There are no more villages now. We land at the border port of Ban Houay Xai not for the casino but for Immigration, to be stamped out of Lao. Then, across the river at Chiang Khong, Thailand, it is time to farewell our good ship Champa and to step ashore in the once-notorious Golden Triangle.
The old opium warlords and Kuomintang smugglers are long gone. The junction on the Mekong River where Myanmar, Laos and northern Thailand meet, known as the Golden Triangle, once had a hell reputation as a smugglers’ and scammers’ haven. Today, on the Thai side at least, cabbages have replaced poppies, navigation and tourism are the legit money earners, and a huge golden Buddha oversees the whole show. Nearby, the impressive Hall of Opium museum recalls the area’s shifty past.

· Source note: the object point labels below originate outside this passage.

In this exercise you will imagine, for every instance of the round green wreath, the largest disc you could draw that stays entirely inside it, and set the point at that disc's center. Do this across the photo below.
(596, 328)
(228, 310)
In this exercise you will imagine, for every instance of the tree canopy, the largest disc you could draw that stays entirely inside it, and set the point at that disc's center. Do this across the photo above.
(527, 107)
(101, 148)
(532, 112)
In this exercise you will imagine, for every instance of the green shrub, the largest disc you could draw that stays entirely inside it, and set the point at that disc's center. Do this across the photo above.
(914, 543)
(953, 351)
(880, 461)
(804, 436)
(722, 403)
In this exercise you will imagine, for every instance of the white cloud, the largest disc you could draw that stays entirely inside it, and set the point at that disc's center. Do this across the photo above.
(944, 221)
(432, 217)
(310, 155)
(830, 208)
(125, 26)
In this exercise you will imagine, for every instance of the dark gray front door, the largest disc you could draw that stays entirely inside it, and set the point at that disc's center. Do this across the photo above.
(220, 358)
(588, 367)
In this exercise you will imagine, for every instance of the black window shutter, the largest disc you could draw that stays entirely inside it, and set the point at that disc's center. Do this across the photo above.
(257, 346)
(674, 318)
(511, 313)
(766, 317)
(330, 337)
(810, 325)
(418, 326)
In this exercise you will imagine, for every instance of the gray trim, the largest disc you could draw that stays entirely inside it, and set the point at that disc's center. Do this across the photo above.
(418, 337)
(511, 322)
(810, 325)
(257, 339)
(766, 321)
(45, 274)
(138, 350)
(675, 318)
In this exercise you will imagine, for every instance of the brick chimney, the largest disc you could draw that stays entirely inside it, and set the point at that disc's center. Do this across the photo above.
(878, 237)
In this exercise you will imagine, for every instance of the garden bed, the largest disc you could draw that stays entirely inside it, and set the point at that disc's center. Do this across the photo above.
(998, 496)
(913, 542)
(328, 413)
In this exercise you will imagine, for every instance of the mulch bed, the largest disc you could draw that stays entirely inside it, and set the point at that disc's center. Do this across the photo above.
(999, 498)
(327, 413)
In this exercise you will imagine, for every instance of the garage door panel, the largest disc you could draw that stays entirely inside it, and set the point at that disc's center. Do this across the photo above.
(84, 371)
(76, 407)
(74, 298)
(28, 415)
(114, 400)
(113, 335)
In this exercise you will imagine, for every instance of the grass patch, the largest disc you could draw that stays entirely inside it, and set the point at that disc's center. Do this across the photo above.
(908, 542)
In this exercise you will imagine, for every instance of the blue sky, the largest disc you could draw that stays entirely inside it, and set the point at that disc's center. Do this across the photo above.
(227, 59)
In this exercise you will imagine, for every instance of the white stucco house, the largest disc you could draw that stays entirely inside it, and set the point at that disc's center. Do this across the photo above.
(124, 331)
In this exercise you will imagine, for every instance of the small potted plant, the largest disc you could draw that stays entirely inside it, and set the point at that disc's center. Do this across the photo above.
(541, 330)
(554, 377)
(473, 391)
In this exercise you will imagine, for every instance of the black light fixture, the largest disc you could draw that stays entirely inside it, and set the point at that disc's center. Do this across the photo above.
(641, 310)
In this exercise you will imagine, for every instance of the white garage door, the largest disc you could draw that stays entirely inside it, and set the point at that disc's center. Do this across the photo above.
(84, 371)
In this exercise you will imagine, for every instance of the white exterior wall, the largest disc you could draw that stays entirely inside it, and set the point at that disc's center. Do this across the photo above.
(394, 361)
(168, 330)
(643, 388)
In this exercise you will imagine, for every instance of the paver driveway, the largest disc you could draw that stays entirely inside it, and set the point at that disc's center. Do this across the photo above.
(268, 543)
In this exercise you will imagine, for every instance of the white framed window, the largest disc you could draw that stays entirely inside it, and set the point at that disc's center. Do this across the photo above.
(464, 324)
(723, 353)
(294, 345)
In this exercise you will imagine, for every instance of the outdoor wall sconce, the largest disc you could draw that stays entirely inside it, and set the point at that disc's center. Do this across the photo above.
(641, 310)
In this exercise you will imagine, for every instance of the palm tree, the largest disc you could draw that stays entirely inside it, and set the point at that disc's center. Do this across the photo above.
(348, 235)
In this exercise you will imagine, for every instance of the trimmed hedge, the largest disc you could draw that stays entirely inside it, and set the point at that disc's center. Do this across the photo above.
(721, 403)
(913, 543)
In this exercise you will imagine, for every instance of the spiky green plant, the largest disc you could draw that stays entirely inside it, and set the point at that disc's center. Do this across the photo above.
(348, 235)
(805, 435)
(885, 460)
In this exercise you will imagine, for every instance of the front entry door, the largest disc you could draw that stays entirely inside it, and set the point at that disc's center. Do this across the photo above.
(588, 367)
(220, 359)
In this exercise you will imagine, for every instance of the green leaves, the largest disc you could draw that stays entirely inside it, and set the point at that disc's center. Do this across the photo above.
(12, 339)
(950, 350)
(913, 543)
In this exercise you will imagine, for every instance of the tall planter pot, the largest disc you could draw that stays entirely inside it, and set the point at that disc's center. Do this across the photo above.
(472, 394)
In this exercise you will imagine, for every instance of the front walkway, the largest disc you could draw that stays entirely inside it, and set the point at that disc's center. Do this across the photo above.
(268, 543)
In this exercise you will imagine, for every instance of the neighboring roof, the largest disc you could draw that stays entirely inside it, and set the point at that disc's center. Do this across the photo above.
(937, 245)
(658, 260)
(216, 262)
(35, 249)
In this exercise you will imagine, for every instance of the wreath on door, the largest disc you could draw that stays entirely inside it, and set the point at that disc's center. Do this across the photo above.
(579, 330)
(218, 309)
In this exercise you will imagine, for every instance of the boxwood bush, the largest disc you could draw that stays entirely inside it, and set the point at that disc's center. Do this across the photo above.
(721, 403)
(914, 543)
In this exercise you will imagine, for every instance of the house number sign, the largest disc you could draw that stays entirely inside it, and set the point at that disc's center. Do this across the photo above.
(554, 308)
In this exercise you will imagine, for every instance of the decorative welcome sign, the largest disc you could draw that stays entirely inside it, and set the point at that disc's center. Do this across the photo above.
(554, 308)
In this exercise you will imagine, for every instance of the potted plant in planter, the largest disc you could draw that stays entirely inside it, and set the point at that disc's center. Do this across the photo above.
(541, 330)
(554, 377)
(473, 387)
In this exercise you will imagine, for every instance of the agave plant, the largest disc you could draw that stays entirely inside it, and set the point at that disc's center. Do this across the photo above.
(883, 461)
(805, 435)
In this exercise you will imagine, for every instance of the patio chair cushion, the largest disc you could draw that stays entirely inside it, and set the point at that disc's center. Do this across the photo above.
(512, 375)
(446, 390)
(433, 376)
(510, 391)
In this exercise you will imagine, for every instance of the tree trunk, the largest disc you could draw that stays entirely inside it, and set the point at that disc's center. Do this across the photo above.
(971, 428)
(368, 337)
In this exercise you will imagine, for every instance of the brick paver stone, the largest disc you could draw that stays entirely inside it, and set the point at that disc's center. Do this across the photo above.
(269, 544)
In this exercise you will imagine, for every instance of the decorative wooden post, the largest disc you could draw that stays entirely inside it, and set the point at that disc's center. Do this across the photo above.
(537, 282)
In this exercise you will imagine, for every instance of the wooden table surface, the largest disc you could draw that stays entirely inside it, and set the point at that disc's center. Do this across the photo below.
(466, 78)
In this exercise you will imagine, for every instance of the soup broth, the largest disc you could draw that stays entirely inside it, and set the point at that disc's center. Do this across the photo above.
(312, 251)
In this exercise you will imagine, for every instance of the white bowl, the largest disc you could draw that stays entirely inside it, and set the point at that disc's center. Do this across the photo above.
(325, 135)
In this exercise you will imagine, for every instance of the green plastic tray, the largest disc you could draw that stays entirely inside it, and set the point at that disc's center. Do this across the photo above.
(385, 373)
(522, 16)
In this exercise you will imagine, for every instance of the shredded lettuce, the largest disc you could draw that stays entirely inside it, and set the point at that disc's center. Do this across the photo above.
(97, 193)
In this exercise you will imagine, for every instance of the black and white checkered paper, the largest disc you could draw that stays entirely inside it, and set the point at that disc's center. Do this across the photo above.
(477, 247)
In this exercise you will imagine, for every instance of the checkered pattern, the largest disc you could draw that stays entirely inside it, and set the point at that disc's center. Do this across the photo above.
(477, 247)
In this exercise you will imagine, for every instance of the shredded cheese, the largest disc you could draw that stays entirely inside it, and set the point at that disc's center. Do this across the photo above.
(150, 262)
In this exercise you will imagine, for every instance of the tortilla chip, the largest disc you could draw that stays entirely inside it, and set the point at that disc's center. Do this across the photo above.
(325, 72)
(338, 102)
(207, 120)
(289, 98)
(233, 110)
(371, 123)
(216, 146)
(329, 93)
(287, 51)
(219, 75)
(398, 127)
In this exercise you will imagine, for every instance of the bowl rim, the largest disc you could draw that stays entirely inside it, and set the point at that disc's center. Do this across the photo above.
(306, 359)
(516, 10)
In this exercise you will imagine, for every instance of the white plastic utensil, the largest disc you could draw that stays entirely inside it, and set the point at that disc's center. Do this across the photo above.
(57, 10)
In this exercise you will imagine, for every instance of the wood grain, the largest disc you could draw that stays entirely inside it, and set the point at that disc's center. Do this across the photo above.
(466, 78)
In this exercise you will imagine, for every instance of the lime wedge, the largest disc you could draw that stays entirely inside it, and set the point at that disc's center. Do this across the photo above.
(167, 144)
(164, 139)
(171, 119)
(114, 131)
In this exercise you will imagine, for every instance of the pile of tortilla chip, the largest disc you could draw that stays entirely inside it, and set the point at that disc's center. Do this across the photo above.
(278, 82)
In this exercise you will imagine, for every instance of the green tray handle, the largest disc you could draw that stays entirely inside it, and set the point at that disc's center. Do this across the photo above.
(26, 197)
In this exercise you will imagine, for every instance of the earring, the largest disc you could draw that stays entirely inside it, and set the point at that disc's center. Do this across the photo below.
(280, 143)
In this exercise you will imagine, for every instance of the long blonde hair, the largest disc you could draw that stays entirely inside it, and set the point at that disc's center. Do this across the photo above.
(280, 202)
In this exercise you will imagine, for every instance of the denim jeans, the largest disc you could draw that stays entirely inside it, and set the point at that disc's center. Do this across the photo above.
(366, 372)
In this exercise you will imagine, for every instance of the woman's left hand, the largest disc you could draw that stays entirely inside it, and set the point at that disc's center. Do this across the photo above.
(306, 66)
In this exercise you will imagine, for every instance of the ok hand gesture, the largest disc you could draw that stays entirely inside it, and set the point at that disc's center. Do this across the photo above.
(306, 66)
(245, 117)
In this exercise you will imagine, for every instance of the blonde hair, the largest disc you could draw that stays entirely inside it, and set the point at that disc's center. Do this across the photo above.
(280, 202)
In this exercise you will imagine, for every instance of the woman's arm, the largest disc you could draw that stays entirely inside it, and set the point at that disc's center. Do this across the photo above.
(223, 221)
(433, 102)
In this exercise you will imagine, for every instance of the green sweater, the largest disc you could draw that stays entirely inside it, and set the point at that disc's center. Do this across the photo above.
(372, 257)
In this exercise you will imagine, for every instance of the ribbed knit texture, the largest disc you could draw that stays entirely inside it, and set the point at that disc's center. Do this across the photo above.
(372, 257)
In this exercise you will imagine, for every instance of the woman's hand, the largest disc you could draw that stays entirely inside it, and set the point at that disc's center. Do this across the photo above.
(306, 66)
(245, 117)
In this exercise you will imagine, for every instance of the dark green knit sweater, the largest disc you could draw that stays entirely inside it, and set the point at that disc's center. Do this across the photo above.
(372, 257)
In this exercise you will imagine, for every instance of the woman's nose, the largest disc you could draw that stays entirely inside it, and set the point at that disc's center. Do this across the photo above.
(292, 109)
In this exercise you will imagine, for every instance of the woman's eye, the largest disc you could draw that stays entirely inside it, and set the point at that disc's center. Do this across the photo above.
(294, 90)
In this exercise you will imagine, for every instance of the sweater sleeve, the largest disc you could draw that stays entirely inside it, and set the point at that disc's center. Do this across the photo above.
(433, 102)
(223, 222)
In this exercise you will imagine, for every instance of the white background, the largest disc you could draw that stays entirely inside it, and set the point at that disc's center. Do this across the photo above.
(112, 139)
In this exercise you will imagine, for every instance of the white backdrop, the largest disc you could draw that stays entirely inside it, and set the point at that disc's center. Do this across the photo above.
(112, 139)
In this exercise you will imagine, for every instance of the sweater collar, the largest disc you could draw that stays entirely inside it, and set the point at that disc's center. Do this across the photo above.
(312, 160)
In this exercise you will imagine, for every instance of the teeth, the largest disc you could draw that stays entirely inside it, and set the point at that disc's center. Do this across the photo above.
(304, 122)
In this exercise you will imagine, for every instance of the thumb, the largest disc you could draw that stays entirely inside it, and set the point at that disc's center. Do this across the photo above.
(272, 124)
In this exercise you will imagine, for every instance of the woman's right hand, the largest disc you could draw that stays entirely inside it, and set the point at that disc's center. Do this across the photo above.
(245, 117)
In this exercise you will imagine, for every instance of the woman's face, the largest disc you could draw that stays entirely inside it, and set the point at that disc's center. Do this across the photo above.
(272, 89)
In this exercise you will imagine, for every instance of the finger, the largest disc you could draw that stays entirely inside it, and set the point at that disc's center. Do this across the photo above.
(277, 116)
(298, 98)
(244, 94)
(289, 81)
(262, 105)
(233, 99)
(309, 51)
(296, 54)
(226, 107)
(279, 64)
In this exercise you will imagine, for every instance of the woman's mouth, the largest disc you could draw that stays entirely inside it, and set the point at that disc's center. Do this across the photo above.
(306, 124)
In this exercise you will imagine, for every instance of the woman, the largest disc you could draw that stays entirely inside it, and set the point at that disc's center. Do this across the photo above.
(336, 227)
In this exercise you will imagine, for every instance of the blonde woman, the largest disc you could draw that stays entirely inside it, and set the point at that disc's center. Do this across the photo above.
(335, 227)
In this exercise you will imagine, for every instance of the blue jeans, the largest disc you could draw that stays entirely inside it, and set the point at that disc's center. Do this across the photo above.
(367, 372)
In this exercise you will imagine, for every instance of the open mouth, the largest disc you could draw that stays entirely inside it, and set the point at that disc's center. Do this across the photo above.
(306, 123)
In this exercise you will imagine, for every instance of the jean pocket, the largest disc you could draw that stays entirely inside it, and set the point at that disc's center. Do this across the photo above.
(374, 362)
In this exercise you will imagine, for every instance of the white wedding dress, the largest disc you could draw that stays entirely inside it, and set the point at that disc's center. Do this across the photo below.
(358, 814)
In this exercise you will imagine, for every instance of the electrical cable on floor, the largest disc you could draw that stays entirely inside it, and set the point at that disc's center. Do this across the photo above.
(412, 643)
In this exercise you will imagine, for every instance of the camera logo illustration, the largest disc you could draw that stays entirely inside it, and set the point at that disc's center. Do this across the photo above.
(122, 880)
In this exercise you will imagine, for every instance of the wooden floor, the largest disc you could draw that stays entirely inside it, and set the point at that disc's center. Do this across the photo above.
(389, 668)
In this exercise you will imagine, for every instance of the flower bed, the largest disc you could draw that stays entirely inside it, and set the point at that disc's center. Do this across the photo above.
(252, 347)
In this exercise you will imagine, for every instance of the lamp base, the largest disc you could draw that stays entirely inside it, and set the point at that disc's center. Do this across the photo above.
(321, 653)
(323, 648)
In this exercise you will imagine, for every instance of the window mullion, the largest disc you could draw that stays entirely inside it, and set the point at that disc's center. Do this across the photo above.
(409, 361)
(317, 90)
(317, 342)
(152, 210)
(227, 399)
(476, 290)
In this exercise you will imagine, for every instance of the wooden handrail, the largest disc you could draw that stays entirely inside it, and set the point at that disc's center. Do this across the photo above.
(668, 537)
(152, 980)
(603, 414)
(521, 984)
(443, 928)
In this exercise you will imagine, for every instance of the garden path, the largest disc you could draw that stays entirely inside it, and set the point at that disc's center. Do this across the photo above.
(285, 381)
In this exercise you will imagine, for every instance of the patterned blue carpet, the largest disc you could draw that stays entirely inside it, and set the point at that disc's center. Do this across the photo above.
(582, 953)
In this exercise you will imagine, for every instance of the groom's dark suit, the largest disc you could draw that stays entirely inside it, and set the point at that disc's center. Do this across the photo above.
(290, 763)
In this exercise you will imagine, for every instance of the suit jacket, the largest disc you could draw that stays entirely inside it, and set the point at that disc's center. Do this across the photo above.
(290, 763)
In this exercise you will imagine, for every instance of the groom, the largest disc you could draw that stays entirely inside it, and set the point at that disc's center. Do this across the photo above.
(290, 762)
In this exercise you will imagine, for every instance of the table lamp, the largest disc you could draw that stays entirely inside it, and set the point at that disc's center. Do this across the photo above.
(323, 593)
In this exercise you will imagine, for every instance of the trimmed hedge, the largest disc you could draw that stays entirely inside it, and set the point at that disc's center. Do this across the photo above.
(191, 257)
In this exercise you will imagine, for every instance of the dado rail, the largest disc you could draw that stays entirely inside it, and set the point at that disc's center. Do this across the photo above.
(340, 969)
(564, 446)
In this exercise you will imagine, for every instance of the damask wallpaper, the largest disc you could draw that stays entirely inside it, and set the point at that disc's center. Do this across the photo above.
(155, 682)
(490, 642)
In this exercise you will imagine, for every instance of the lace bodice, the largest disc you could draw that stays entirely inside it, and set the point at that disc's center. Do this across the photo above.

This Mekong shore, from “the Triangle” at Sop Ruak down through the river towns of Chiang Khong and Chiang Sean, is one of the most rewarding regions of Thailand for visitors seeking authenticity. Here is Thailand at home to its self.
To reach it, fly from Bangkok to Chiang Rai. Check out the town’s extraordinary “White Temple”, the crystalline, Disney-like Wat Rong Khun, and then drive east to the Mekong. Among the best accommodation on the river is the Anantara Golden Triangle Resort, whose acclaimed Elephant Camp sets the standard for ethical interactions with elephants, and, further south near Chiang Saen, the absolute Mekong-front chalets of tranquil Rai Saeng Arun resort.
LAO READING: A Great Place to Have a War by Joshua Kulantzick; Stalking the Elephant Kings and The Bamboo Palace by Christopher Kremmer.